Nearly all of the passengers aboard the Metrojet charter flight were Russian tourists returning to St. Petersburg from the Egyptian resort town of Sharm el-Sheikh. Three Ukrainians are also among the dead.
Emergency crews have recovered at least 129 bodies and both of the plane's black boxes, which record flight data and pilot communications.
In this image released by the Prime Minister's office, Sherif Ismail, right, looks at the remains of a crashed passenger jet in Hassana Egypt, Friday, Oct. 31, 2015.
Egyptian President Abdel Fattah al-Sisi on Sunday said the investigation into the crash "could take months."
Militants claiming affiliation to the Islamic State said they shot down the Airbus A-321. But aviation and military experts believe the group does not have missiles that could have reached the plane's altitude of 9,100 meters.
The aircraft went down roughly 100 kilometers south of the town of El-Arish, about 20 minutes after taking off from Sharm el-Sheikh before dawn Saturday.

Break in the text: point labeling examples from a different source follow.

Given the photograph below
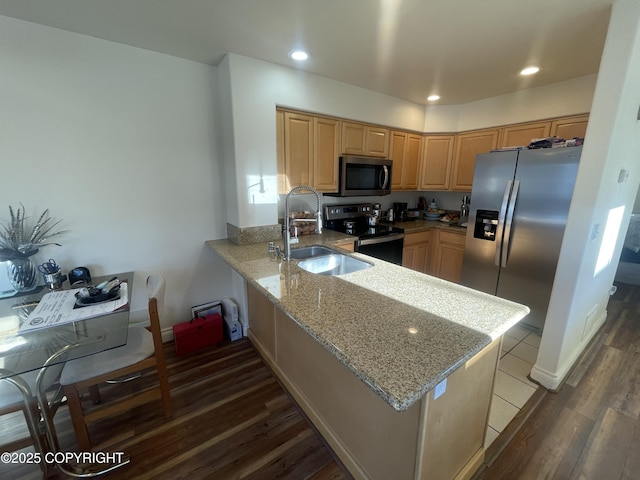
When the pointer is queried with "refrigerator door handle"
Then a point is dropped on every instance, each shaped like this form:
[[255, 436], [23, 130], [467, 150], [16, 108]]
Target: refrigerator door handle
[[501, 222], [509, 222]]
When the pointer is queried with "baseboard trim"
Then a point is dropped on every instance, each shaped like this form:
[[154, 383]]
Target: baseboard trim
[[552, 380]]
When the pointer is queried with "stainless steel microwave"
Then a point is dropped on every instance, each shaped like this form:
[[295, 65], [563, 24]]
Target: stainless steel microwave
[[362, 176]]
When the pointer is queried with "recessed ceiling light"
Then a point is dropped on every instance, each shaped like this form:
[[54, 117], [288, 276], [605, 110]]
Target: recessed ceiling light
[[529, 71], [299, 55]]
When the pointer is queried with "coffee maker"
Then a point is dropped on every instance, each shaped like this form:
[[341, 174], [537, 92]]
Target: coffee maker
[[400, 211], [375, 216]]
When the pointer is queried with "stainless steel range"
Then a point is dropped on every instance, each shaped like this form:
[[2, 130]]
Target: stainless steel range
[[379, 241]]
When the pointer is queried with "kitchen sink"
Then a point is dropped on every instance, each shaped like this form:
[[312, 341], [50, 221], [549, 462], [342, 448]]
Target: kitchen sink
[[310, 252], [332, 264]]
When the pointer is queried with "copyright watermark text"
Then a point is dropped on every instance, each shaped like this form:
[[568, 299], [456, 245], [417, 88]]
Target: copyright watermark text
[[61, 457]]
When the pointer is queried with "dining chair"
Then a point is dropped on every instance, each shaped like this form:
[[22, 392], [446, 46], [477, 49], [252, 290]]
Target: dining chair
[[142, 351], [19, 393]]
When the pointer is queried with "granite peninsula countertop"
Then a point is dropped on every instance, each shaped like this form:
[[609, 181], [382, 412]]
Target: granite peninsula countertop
[[399, 331]]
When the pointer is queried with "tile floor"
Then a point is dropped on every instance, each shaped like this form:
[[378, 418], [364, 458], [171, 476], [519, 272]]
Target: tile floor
[[513, 388]]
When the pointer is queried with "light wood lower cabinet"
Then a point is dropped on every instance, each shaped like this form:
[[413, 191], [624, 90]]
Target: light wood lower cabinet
[[436, 438], [435, 252], [448, 255], [416, 253]]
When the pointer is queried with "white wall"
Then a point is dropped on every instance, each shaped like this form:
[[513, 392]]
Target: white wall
[[580, 294], [557, 100], [122, 144], [255, 89]]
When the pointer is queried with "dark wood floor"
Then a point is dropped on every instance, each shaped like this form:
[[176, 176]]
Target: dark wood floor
[[590, 429], [233, 420]]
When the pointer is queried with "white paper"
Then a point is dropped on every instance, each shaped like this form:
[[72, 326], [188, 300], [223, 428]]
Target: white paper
[[56, 308]]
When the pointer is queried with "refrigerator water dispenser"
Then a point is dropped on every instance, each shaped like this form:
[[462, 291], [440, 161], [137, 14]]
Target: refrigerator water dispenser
[[486, 225]]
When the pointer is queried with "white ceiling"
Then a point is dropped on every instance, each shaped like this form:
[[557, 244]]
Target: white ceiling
[[464, 50]]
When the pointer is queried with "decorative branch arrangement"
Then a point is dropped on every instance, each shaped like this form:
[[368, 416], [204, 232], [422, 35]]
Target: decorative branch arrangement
[[19, 240]]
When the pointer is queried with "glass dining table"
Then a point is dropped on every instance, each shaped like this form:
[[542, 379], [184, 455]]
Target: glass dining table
[[40, 353]]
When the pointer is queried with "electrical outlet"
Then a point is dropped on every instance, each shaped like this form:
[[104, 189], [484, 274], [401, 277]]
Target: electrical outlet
[[440, 389]]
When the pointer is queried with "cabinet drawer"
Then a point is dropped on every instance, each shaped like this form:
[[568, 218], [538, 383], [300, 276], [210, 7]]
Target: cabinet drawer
[[451, 237]]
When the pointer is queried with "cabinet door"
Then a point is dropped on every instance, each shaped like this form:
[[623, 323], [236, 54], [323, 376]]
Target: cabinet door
[[521, 135], [468, 145], [570, 127], [416, 253], [398, 145], [353, 138], [326, 152], [298, 149], [377, 144], [361, 139], [436, 162], [449, 253], [411, 164]]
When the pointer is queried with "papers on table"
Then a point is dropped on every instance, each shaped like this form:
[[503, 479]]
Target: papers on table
[[57, 308]]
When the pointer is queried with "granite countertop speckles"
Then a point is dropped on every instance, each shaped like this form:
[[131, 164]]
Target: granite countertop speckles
[[399, 331]]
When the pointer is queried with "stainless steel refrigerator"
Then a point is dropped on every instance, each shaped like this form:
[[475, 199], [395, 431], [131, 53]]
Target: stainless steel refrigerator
[[519, 206]]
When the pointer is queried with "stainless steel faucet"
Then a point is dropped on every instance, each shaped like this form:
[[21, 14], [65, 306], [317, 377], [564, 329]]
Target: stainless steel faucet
[[287, 222]]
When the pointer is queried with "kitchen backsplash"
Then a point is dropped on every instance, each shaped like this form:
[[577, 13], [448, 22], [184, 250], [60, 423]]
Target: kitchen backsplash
[[445, 200]]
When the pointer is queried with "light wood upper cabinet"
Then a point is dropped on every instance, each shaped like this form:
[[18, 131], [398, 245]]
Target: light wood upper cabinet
[[467, 146], [437, 156], [298, 149], [309, 146], [411, 170], [521, 135], [308, 149], [326, 149], [570, 127], [361, 139], [406, 149]]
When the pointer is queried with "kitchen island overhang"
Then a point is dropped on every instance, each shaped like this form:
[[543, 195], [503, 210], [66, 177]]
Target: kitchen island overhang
[[399, 331], [348, 347]]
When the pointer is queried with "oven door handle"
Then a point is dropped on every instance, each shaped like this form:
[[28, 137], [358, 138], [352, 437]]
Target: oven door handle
[[376, 240]]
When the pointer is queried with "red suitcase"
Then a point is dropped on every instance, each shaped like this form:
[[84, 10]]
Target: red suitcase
[[198, 333]]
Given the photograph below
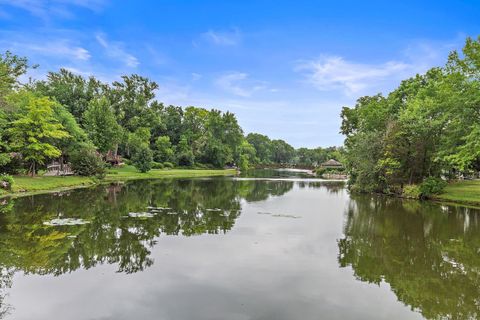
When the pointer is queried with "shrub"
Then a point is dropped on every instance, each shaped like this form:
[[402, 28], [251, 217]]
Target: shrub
[[87, 162], [411, 191], [6, 182], [157, 165], [142, 159], [168, 165], [431, 186]]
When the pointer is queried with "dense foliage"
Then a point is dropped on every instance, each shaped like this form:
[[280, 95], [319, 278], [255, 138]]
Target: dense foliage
[[428, 127], [50, 120]]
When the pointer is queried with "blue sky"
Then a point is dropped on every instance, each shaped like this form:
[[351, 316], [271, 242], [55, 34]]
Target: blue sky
[[285, 68]]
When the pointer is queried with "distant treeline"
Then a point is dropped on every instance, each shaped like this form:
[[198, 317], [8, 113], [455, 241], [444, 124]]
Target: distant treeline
[[71, 118], [426, 129]]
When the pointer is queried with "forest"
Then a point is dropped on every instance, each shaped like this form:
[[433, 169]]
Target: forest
[[86, 123], [423, 133]]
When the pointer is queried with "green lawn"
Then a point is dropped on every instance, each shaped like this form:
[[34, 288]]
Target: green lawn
[[30, 185], [467, 191]]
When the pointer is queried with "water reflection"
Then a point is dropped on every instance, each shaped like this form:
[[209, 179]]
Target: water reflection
[[111, 235], [428, 254]]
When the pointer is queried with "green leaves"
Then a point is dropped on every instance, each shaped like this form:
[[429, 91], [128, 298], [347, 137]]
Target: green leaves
[[35, 129], [427, 127]]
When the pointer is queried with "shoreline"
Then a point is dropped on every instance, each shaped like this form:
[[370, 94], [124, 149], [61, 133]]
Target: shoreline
[[28, 186]]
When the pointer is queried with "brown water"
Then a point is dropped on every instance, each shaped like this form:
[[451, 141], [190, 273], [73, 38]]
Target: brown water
[[234, 248]]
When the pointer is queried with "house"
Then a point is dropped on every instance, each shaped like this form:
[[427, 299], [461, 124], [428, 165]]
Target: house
[[332, 164]]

Egyptian Civil Aviation chief Hossam Kamal said safety checks before the flight did not turn up any problems and said the pilot did not issue an SOS before the plane disappeared.
Two major European airlines - Air France and Lufthansa - said they would stop flying over the area for safety reasons.
Ambulances line up as emergency workers unload bodies of victims from the crash of a Russian aircraft over the Sinai peninsula at the Kabrit military airport, some 20 miles north of Suez, Egypt, Oct. 31, 2015.